Questi due limiti sono strutturali, non episodici. Per cui, fermo restando le responsabilità di chi on seguito ha governato l’areonautica e le forze armate italiane (sulla cui inadeguatezza vale quanto detto sulll’areonautica), Balbo ha la responsabilità politica di aver impostato quella macchina fallace e deficitaria, che altri avrebbero dovuto rifondare, con la quale l’esercito italiano entrò in una guerra che non era in grado di affrontare; e la responsabilità morale (questo io ho detto) delle sue conseguenze. Fra le quali la strage di oltre 13.000 aviatori italiani. Il libro di Segre mi è ben noto (credo sia stato il primo libro su Balbo che ho letto), ed è presente nella mia libreria: mi permetto di osservare che ci sono studi migliori, a cominciare da quelli di Rochat.

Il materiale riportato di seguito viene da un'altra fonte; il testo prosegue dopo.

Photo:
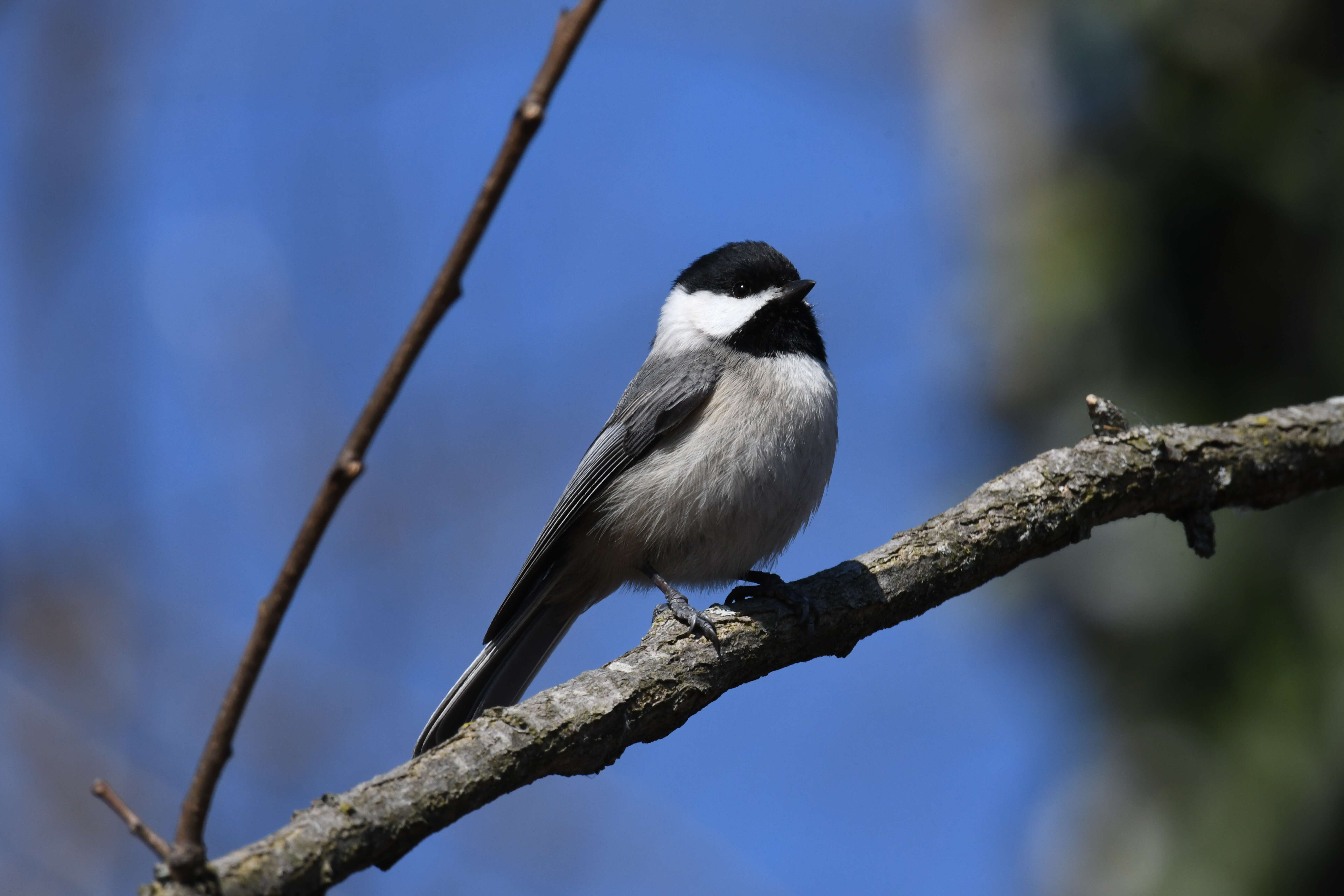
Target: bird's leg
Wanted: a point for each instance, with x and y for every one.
(768, 585)
(682, 608)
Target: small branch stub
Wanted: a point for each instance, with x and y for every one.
(1107, 418)
(104, 792)
(1199, 532)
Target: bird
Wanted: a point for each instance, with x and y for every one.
(715, 457)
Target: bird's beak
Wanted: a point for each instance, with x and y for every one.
(796, 292)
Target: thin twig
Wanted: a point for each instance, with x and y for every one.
(189, 854)
(104, 792)
(585, 725)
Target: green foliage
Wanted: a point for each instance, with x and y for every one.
(1186, 260)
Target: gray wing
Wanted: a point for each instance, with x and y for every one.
(662, 395)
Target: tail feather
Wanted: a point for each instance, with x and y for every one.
(501, 673)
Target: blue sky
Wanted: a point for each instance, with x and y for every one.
(217, 219)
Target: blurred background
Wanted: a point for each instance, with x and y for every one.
(216, 221)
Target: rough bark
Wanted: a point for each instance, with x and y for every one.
(584, 726)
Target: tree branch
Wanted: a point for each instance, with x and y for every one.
(187, 856)
(104, 792)
(584, 726)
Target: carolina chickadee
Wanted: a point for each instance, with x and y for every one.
(714, 459)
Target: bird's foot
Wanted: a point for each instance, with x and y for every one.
(683, 610)
(695, 620)
(768, 585)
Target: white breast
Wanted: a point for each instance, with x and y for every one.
(730, 488)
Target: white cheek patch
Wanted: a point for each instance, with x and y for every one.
(689, 319)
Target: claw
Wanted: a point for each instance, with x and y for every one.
(694, 620)
(683, 610)
(768, 585)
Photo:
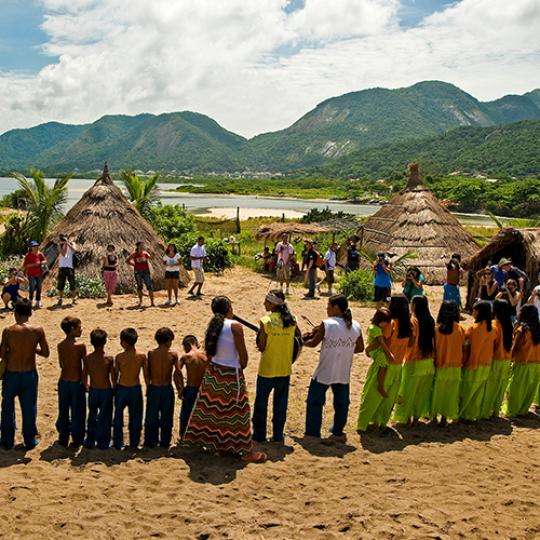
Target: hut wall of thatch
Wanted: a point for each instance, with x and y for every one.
(104, 216)
(521, 246)
(415, 222)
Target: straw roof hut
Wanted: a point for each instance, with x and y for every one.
(415, 222)
(105, 216)
(521, 246)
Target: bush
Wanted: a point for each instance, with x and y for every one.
(218, 252)
(87, 287)
(357, 285)
(171, 221)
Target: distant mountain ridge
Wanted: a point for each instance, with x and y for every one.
(191, 142)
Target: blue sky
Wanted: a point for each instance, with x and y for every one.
(21, 36)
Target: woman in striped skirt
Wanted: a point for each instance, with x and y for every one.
(221, 418)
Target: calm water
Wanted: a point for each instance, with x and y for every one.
(199, 203)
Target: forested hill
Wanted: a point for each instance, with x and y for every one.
(509, 150)
(338, 134)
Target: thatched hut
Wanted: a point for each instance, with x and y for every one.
(415, 222)
(521, 246)
(105, 216)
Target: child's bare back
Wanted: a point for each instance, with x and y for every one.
(195, 362)
(128, 366)
(70, 358)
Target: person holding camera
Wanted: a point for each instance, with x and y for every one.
(382, 279)
(66, 269)
(413, 284)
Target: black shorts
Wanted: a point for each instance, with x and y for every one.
(382, 294)
(66, 274)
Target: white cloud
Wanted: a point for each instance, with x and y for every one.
(219, 57)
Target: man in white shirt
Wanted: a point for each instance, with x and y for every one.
(197, 257)
(66, 269)
(285, 254)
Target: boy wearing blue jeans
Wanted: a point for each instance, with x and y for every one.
(159, 393)
(71, 394)
(21, 342)
(195, 361)
(99, 381)
(127, 371)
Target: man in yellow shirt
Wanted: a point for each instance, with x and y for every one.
(276, 343)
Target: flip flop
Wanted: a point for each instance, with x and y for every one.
(255, 457)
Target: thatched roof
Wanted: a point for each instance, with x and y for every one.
(521, 246)
(105, 216)
(414, 221)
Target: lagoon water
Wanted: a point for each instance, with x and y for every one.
(225, 205)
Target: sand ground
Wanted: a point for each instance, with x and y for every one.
(471, 481)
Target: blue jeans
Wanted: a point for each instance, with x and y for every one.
(34, 286)
(159, 415)
(188, 400)
(315, 403)
(130, 397)
(99, 418)
(280, 386)
(71, 412)
(24, 385)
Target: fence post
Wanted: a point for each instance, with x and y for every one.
(238, 219)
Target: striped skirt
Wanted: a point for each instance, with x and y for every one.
(221, 417)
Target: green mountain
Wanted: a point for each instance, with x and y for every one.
(181, 141)
(189, 142)
(509, 150)
(360, 120)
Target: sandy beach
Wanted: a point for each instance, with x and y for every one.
(467, 481)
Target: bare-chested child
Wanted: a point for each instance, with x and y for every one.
(195, 361)
(127, 372)
(71, 395)
(160, 394)
(98, 379)
(21, 342)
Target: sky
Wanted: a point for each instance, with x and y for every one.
(252, 65)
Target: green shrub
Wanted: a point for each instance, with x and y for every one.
(87, 287)
(218, 252)
(357, 285)
(171, 221)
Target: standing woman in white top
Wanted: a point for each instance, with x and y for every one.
(172, 273)
(221, 417)
(340, 338)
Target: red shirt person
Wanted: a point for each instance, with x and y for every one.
(33, 266)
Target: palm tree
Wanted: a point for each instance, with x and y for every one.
(142, 192)
(44, 202)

Quanto al dissenso di Balbo sulla guerra: Balbo non ha mai fatto seguire alle sue parole, vere o presunte, fatti concreti. Cooperò alla stesura delle leggi razziali la notte del Gran Consiglio (come ha documentato lo storico Giorgio Fabre in “Il Gran Consiglio contro gli ebrei. 6-7 ottobre 1938: Mussolini, Balbo e il Regime”), e cooperò alla gestione della macchina bellica allo scoppiare di una guerra che solo a parole avrebbe osteggiato: il che attesta la pochezza d’animo e l’opportunismo del personaggio.